"La ratio della disciplina in esame", spiega la Corte, "è rinvenibile in una precisa scelta di indirizzo politico-criminale che ha l’obiettivo di offrire un concreto sostegno alla persona offesa, la cui vulnerabilità è accentuata dalla particolare natura dei reati di cui è vittima, e a incoraggiarla a denunciare e a partecipare attivamente al percorso di emersione della verità"
Tutte le vittime di reati sessuali hanno diritto al patrocinio a spese dello Stato. A stabilirlo è stata una sentenza della Corte Costituzionale, che ha ritenuto non fondata una questione di illegittimità sollevata dal gip del tribunale di Tivoli. Si tratta, in particolare, dell’articolo 4-ter del ‘Testo unico delle disposizioni legislative e regolamentari in materia di spese di giustizia’ che prevede proprio l’automatica ammissione al patrocinio gratuito della persona offesa dai reati contro la libertà sessuale “anche in deroga ai limiti di reddito previsti dal presente decreto”, cioè 10.628,16 euro.
La sentenza, che risale al 3 dicembre scorso, è stata pubblicata l’11 gennaio 2021; si tratta della prima dell’anno. La norma certificata come legittima dalla Consulta, secondo l’interpretazione della Corte di Cassazione assurta a “diritto vivente”, dispone l’ammissione automatica – a prescindere dai limiti di reddito – al patrocinio a spese dello Stato delle persone offese dai reati che ledono la libertà sessuale. La Corte spiega che “è evidente che la ratio della disciplina in esame è rinvenibile in una precisa scelta di indirizzo politico-criminale che ha l’obiettivo di offrire un concreto sostegno alla persona offesa, la cui vulnerabilità è accentuata dalla particolare natura dei reati di cui è vittima, e a incoraggiarla a denunciare e a partecipare attivamente al percorso di emersione della verità. Valutazione che appare del tutto ragionevole e frutto di un non arbitrario esercizio della propria discrezionalità da parte del legislatore”. A queste argomentazioni, prosegue la Consulta, “va aggiunta la considerazione che nel nostro ordinamento sono presenti altre ipotesi in cui il legislatore ha previsto l’ammissione a tale beneficio a prescindere dalla situazione di non abbienza”.

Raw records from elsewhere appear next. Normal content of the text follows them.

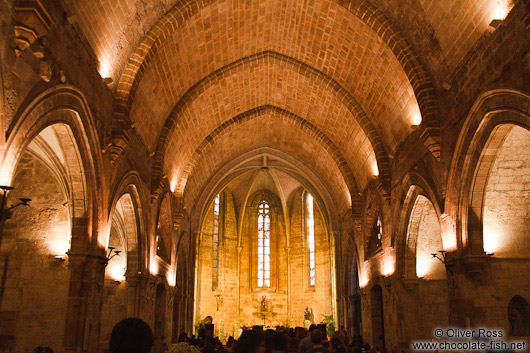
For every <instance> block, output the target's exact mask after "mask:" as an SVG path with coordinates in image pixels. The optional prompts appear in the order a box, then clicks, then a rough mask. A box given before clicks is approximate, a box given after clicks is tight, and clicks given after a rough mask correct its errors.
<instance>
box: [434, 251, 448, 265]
mask: <svg viewBox="0 0 530 353" xmlns="http://www.w3.org/2000/svg"><path fill="white" fill-rule="evenodd" d="M438 252H439V253H440V256H438V253H432V254H431V255H432V257H433V259H438V260H440V261H441V262H442V263H443V264H444V265H445V263H446V261H445V250H440V251H438Z"/></svg>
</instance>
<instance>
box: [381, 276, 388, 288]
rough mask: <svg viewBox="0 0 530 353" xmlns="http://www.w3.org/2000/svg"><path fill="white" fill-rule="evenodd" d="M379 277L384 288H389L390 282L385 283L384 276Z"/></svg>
mask: <svg viewBox="0 0 530 353" xmlns="http://www.w3.org/2000/svg"><path fill="white" fill-rule="evenodd" d="M381 278H382V279H383V285H384V286H385V288H386V289H390V283H388V284H387V283H386V276H381Z"/></svg>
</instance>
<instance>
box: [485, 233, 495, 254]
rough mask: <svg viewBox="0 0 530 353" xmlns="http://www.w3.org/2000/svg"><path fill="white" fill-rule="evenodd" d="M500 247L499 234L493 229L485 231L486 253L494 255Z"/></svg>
mask: <svg viewBox="0 0 530 353" xmlns="http://www.w3.org/2000/svg"><path fill="white" fill-rule="evenodd" d="M498 247H499V233H497V232H495V231H494V230H493V229H484V252H486V254H491V253H494V252H495V251H497V250H498Z"/></svg>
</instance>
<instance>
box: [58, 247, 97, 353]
mask: <svg viewBox="0 0 530 353" xmlns="http://www.w3.org/2000/svg"><path fill="white" fill-rule="evenodd" d="M104 259H105V258H104V256H95V255H91V254H83V253H68V266H69V268H70V287H69V290H68V303H67V311H66V325H65V331H64V346H65V352H67V353H70V352H71V353H73V352H76V353H81V352H94V353H96V352H98V346H99V326H100V318H101V306H102V300H101V293H102V288H103V278H104V277H103V276H104V271H103V266H102V263H103V262H104Z"/></svg>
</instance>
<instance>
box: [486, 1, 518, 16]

La sentenza cita anche il decreto-legge del 23 febbraio 2009, n. 11 sul contrasto alla violenza sessuale e allo stalking nella parte in cui si richiama “la straordinaria necessità ed urgenza di introdurre misure per assicurare una maggiore tutela della sicurezza della collettività, a fronte dell’allarmante crescita degli episodi collegati alla violenza sessuale, attraverso un sistema di norme finalizzate al contrasto di tali fenomeni e ad una più concreta tutela delle vittime dei suddetti reati”.
“E’ una sentenza importante”, è stato il commento della senatrice del Pd Valeria Valente, presidente della commissione Femminicidio, “perché si tratta di un sostegno concreto, non solo materiale ma anche psicologico, per chi denuncia. Passa il messaggio che lo Stato è dalla parte di queste bambine, ragazze e donne abusate in vario modo”. Basti pensare che solo nel 2020, l’anno in cui è stata approvata la legge per la lotta alla violenza di genere, sono stati circa 100 i femminicidi, concentrati in particolare nei mesi del lockdown a causa delle misure restrittive. Un periodo ‘buio’ che ha fatto registrare anche un’impennata delle chiamate al 1522, il numero contro la violenza e lo stalking, fino al 73% in più rispetto al 2019.